La Comisión Nacional contra las Adicciones (Conadic) tiene registrados 266 centros privados de atención en todo el país, pero la realidad es que nadie sabe cuántas instituciones de este tipo existen. En la Ciudad de México, la Conadic reporta 24 clínicas, pero el gobierno capitalino asegura que existen 199; mientras que en Tamaulipas sólo hay una con registro oficial frente a los 50 enlistadas por las autoridades locales; es decir, que por cada centro con un mínimo de regulación podría haber medio centenar (o más) operando al borde de la clandestinidad.
La Jornada publica hoy un reportaje en el que se ofrece una mirada al infierno que viven quienes son internados en esos centros. En la mayoría de ellos, se realizan tratamientos carentes de cualquier sustento médico o científico, los cuales resultan contraproducentes y pueden equipararse a la tortura. Una vez que se ingresa, los internos son completamente incomunicados de sus familiares y de cualquier contacto exterior, y su estadía se convierte en un repertorio de violaciones a sus derechos humanos: maltratos, hacinamientos, golpes, humillaciones y violencia sexual son recurrentes allí.
Los testimonios recogidos por este diario coinciden en que la ausencia de políticas públicas y de supervisión gubernamental ha creado un terreno fértil para la proliferación de dichas “clínicas”: ante la falta de infraestructuras públicas, los familiares de personas aquejadas por alguna adicción o enfermedad mental se ven orillados a acudir a estos centros, donde son víctimas de engaños, manipulaciones y extorsiones. En muchos casos, puede hablarse incluso de secuestro, pues a los familiares se les niega verlos y se les impide retirarlos hasta que hayan pagado el tratamiento completo.
Sería erróneo suponer que esta situación afecta únicamente a los pacientes y su entorno inmediato. Por el contrario, se trata de una problemática con repercusiones en el conjunto de la sociedad: además de representar una incuantificable pérdida de talento y de capital humano, así como un incumplimiento en la garantía de derechos, la ausencia de opciones reales para el tratamiento de las adicciones alimenta el mercado de las sustancias ilícitas y deja a un número desconocido de personas a merced del crimen organizado. Esto es particularmente lamentable cuando se hacen esfuerzos oficiales para combatir el fenómeno criminal en sus causas y dejar atrás la estigmatización sobre los usuarios de drogas y quienes entran en la economía del narcotráfico movidos por la necesidad.
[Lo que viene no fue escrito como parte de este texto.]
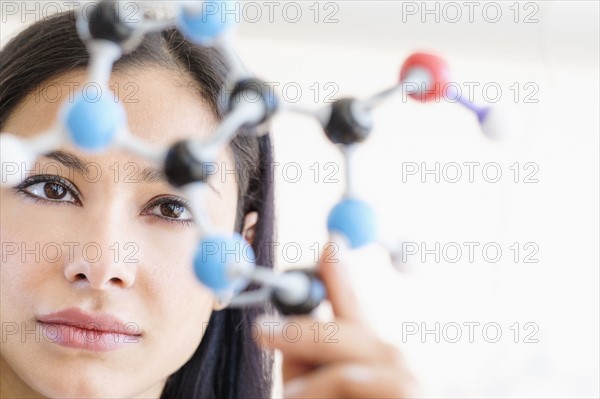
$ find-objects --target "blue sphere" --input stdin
[178,0,238,46]
[327,198,377,248]
[194,233,256,293]
[64,95,126,151]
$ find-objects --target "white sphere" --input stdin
[0,133,37,187]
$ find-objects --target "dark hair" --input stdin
[0,12,274,398]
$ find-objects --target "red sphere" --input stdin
[400,53,450,101]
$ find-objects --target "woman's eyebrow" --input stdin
[43,150,223,198]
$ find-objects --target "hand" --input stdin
[261,246,417,398]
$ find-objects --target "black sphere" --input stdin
[86,0,135,45]
[164,140,214,187]
[271,270,327,315]
[324,98,373,145]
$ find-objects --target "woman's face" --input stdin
[0,68,243,397]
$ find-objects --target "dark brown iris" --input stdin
[160,204,185,219]
[44,183,67,200]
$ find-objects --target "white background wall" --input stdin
[0,1,600,397]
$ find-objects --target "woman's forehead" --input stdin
[3,67,217,146]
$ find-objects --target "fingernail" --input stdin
[283,378,306,398]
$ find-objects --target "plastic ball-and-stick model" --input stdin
[0,0,506,314]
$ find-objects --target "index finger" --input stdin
[317,242,365,323]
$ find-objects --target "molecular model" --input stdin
[0,0,500,314]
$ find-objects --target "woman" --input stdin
[0,9,420,398]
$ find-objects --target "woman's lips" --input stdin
[37,308,142,352]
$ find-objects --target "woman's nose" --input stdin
[64,204,139,290]
[64,255,136,290]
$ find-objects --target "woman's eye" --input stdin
[17,176,80,204]
[148,198,192,222]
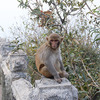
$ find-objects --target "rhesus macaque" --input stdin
[35,33,68,83]
[39,10,53,27]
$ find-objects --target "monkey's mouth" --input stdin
[52,46,57,50]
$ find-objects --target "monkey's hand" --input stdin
[55,78,62,84]
[63,70,69,78]
[54,75,62,83]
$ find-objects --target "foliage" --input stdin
[11,0,100,100]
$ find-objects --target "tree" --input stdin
[10,0,100,100]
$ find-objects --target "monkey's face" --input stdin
[49,39,60,50]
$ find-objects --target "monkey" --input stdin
[35,33,68,83]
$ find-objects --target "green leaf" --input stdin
[70,53,75,58]
[82,72,86,82]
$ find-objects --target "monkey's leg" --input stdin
[40,66,53,78]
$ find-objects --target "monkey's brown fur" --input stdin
[35,34,68,83]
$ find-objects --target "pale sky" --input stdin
[0,0,27,38]
[0,0,100,38]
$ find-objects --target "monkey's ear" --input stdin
[46,37,48,41]
[61,37,64,42]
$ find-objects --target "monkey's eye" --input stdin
[55,40,58,42]
[50,40,54,42]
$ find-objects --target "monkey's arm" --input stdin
[59,59,65,71]
[45,58,60,79]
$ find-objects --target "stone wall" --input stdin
[0,38,78,100]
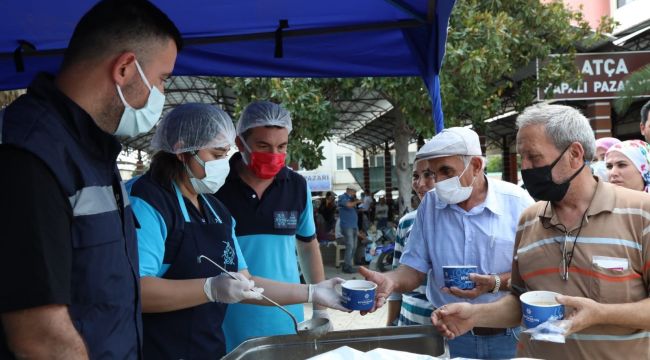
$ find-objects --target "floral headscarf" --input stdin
[596,137,621,150]
[605,140,650,192]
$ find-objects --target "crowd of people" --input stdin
[0,0,650,359]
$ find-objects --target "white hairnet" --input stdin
[237,101,291,135]
[151,103,235,154]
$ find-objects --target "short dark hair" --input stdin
[241,125,285,140]
[149,151,186,188]
[62,0,183,68]
[641,101,650,124]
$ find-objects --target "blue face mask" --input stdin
[115,60,165,137]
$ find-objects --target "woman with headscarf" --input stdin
[605,140,650,192]
[125,104,343,359]
[589,137,621,181]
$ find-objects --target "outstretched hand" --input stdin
[431,303,474,340]
[312,277,350,312]
[555,295,600,335]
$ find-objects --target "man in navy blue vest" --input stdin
[0,0,181,359]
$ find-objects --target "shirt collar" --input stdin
[436,175,503,215]
[537,176,617,223]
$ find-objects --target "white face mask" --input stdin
[115,60,165,137]
[185,153,230,194]
[589,160,609,181]
[435,164,476,204]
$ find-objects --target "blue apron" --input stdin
[142,184,237,359]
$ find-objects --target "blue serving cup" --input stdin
[341,280,377,311]
[519,291,564,329]
[442,265,477,290]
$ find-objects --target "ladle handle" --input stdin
[197,255,298,333]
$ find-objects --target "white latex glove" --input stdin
[311,309,334,331]
[312,278,350,312]
[203,272,264,304]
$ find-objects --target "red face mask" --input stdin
[248,151,287,179]
[239,137,287,180]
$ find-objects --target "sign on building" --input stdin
[298,171,332,192]
[537,51,650,100]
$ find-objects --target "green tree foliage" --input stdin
[213,78,336,169]
[209,0,613,169]
[440,0,613,129]
[485,155,503,172]
[614,65,650,114]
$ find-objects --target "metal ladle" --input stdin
[196,255,330,338]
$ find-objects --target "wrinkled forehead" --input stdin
[413,160,431,173]
[517,125,555,154]
[426,155,465,172]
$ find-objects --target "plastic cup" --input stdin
[341,280,377,311]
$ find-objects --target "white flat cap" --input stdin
[415,127,483,160]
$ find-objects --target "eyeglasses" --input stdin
[559,235,578,281]
[542,202,589,281]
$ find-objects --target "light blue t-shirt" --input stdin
[400,178,534,307]
[338,193,359,229]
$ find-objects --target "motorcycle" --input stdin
[365,227,395,272]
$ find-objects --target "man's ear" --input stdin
[235,136,245,152]
[110,51,138,87]
[567,141,585,168]
[470,156,483,176]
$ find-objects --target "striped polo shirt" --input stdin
[512,182,650,359]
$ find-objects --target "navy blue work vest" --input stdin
[0,74,142,359]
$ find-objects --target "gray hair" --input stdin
[517,104,596,161]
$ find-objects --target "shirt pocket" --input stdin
[584,262,645,304]
[488,230,515,273]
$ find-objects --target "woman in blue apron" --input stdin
[128,104,346,359]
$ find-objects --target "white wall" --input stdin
[314,141,417,193]
[610,0,650,34]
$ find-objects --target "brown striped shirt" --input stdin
[512,182,650,359]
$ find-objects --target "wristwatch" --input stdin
[492,274,501,294]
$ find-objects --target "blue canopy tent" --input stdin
[0,0,455,131]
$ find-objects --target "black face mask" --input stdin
[521,146,585,202]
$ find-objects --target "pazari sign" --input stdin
[537,51,650,100]
[298,171,332,192]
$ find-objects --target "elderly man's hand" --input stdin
[555,295,602,335]
[442,274,495,299]
[431,303,474,340]
[359,266,395,315]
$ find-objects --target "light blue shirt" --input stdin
[400,178,534,307]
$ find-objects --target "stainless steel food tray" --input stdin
[223,326,444,360]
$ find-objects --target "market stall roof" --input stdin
[339,106,412,150]
[0,0,454,131]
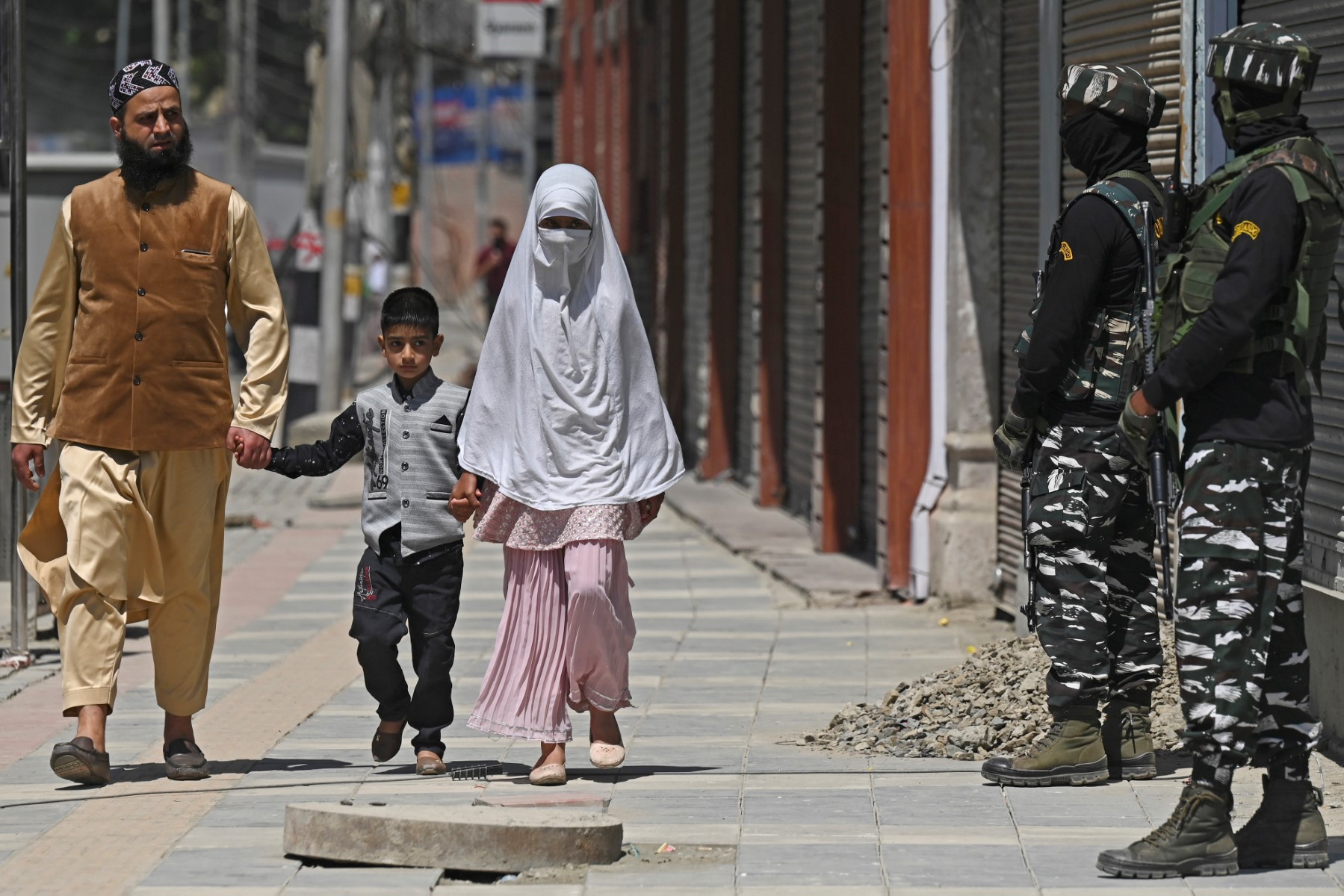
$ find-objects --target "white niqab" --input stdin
[458,165,685,511]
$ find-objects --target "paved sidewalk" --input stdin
[0,484,1344,896]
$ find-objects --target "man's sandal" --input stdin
[51,738,111,785]
[164,738,210,780]
[372,721,406,762]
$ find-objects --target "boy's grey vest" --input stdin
[355,371,468,556]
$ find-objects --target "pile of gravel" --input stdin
[799,622,1184,759]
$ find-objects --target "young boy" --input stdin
[266,287,468,775]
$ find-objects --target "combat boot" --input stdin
[979,706,1110,787]
[1097,783,1238,879]
[1235,775,1331,868]
[1100,700,1157,780]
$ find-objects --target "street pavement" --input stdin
[0,467,1344,896]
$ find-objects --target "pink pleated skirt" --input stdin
[466,538,634,743]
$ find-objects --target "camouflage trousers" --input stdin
[1026,426,1162,711]
[1176,442,1321,768]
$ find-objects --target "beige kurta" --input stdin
[10,174,289,715]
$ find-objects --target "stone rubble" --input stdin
[797,622,1184,760]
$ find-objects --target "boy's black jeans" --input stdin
[350,541,462,756]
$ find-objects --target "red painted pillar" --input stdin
[887,0,933,588]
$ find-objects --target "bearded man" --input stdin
[10,59,289,785]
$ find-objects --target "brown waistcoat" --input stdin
[51,169,232,451]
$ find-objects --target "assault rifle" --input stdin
[1140,202,1179,619]
[1019,459,1036,632]
[1018,270,1044,632]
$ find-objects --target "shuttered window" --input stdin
[683,0,713,462]
[856,0,888,559]
[784,0,821,518]
[997,0,1040,594]
[732,0,764,488]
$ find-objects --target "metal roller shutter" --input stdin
[732,0,762,488]
[1240,0,1344,591]
[997,0,1040,585]
[683,0,713,462]
[784,0,821,518]
[858,0,888,559]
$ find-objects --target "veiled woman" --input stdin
[453,165,685,785]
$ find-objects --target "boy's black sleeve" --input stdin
[1144,168,1304,408]
[449,392,471,478]
[266,405,365,479]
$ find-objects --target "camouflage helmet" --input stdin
[1206,22,1321,93]
[1206,22,1321,144]
[1059,63,1167,128]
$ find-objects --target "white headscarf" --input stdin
[458,165,685,511]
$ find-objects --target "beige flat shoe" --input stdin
[527,762,570,787]
[589,741,625,768]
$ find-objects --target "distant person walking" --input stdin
[476,217,516,324]
[453,165,685,785]
[10,59,289,785]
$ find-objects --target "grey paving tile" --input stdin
[141,847,300,886]
[882,844,1033,888]
[285,866,444,893]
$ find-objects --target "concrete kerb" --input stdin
[285,803,624,873]
[666,477,888,607]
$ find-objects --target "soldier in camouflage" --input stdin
[1097,23,1344,879]
[981,64,1165,785]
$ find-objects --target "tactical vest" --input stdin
[1013,170,1160,411]
[1153,137,1344,396]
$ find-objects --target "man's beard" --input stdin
[117,126,191,193]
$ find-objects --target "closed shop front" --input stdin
[732,0,764,489]
[1240,0,1344,591]
[997,0,1040,585]
[781,0,821,518]
[681,0,713,464]
[853,0,888,560]
[999,0,1181,585]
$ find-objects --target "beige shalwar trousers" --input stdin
[19,444,232,716]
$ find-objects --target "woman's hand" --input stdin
[448,471,481,523]
[640,494,666,525]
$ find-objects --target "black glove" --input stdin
[994,407,1031,473]
[1120,396,1161,470]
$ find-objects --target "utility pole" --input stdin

Para transitar de manera exitosa del paradigma policiaco en torno a las drogas a uno enfocado en la salud pública, es indispensable contar con instituciones, infraestructura y personal que atiendan a personas adictas en un ambiente de respeto a sus derechos humanos, con tratamientos fundados en las mejores prácticas médicas y sicológicas, y con métodos libres de cualquier forma de coerción. En tanto falten esas condiciones, los usuarios de estupefacientes y las personas de su entorno seguirán atrapadas entre las estructuras criminales y los no menos delictivos centros que lucran con la desesperación de quienes no saben cómo ayudar a sus seres queridos.